We are going to introduce performance metrics and related methods that can be used for evaluating anomaly detectors, or scoring algorithms in general. As we have not come across these ideas before, we kind of believe they are novel. Nevertheless, we are curious to see if they resemble previous work (more on that later). So if our ideas are in any way related to other works you know about, please let us know in the comments section.

Plain old percentiles

To build our way up to the new ideas, first we think about how we can apply classic descriptive statistics, specifically percentiles, to describe the distribution of the scores of data points labeled “usual” and “unusual”.

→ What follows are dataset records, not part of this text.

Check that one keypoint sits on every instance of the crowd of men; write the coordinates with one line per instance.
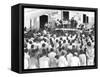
(51, 49)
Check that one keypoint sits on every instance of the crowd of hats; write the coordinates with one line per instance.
(51, 44)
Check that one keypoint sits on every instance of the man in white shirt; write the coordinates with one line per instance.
(69, 56)
(62, 61)
(44, 60)
(75, 61)
(82, 58)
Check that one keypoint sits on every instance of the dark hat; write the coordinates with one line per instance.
(89, 43)
(43, 45)
(30, 42)
(32, 46)
(64, 41)
(25, 45)
(56, 40)
(60, 38)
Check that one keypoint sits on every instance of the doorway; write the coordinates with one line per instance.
(43, 20)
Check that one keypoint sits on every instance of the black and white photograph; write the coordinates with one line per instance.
(58, 38)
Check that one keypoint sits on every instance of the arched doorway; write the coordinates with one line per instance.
(43, 20)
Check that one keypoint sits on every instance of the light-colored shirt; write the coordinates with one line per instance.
(75, 61)
(62, 62)
(44, 62)
(69, 56)
(82, 59)
(52, 54)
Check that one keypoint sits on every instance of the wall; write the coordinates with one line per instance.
(5, 39)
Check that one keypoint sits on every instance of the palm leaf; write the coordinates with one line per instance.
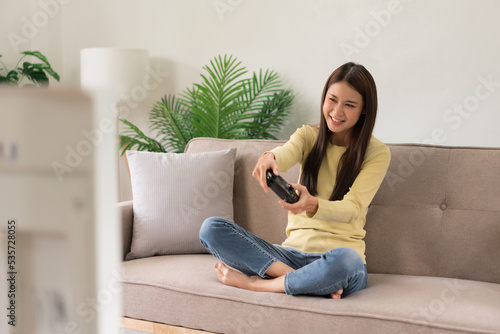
(272, 116)
(136, 139)
(172, 122)
(217, 98)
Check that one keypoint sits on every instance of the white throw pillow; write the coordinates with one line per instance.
(173, 193)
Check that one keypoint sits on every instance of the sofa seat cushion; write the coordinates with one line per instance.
(183, 290)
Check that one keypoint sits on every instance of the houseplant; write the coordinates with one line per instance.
(36, 73)
(224, 105)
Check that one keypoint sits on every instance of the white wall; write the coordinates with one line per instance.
(430, 59)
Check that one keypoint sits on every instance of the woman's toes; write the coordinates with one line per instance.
(337, 294)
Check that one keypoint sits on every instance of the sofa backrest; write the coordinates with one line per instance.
(437, 213)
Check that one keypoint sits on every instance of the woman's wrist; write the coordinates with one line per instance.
(270, 155)
(312, 205)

Suppose that we have score distribution data such as those shown in Figure 1 below. We calculate the 25th, 50th, 75th percentiles of the scores of both “usual” and “unusual” data points. The values of the percentiles specified above are 24, 30 and 37 among the data points labeled “usual”; and 43, 70 and 82 among the data points labeled “unusual”, respectively. In the figure, these values are shown in the chart as marks on top of the horizontal axis. All information about the percentiles is encoded in the colors and positions of those marks; e.g., the 50th percentile of the data points labeled “usual” is around 30, as shown by the position of the blue mark tagged “p50”.

*Figure 1. Different percentiles of anomaly scores*

What does it mean that the 75th percentile of the scores given to “usual” activities is 37? It simply implies that 75% of usual activities obtain a score from the evaluated anomaly scorer that is lower than 37. Similarly, 75% of unusual activities obtain a score below 82 as indicated by the position of the red “p75” mark. Is this good news? Yes, because this means that every fourth unusual activity obtains a score that is above 82, which seems like an ideal property of the scores (i.e., high true positive rate).

Also, by seeing that the 25th percentile of the scores assigned to “unusual” activities is 43, we learn that 25% of potentially malicious events obtain a score that is below 43 — which might not be ideal if we want to avoid false negatives.

In Figure 2, the 10th and 90th percentiles are plotted. The 10th percentile of the scores of the “unusual” cases goes beyond 60 (see the red “p10” mark). Observing this makes us happy because we learn that only roughly 10% of the anomalous events are given a score below 60. This indicates that only a small portion of anomalous events are missed by the anomaly detector. However, its false positive rate might be a bit high since 10% of normal events are given a score higher than 75, as seen from the position of the blue “p90” mark.

*Figure 2. The high value of the 90th percentile of the scores of “usual” data points implies more false positives*

Using the above examples, we wanted to make you become comfortable with idea of applying percentile calculations to the anomaly scores. Moreover, we aimed to point out that percentiles are easily comprehensible metrics, with the advantage of being able to indicate high false positive or false negative rates. There are indeed interesting conclusions to draw if percentile calculations are applied to the scores of data points from both “usual” and “unusual” classes. However, wouldn’t it be nice to somehow squeeze information from both classes into one metric?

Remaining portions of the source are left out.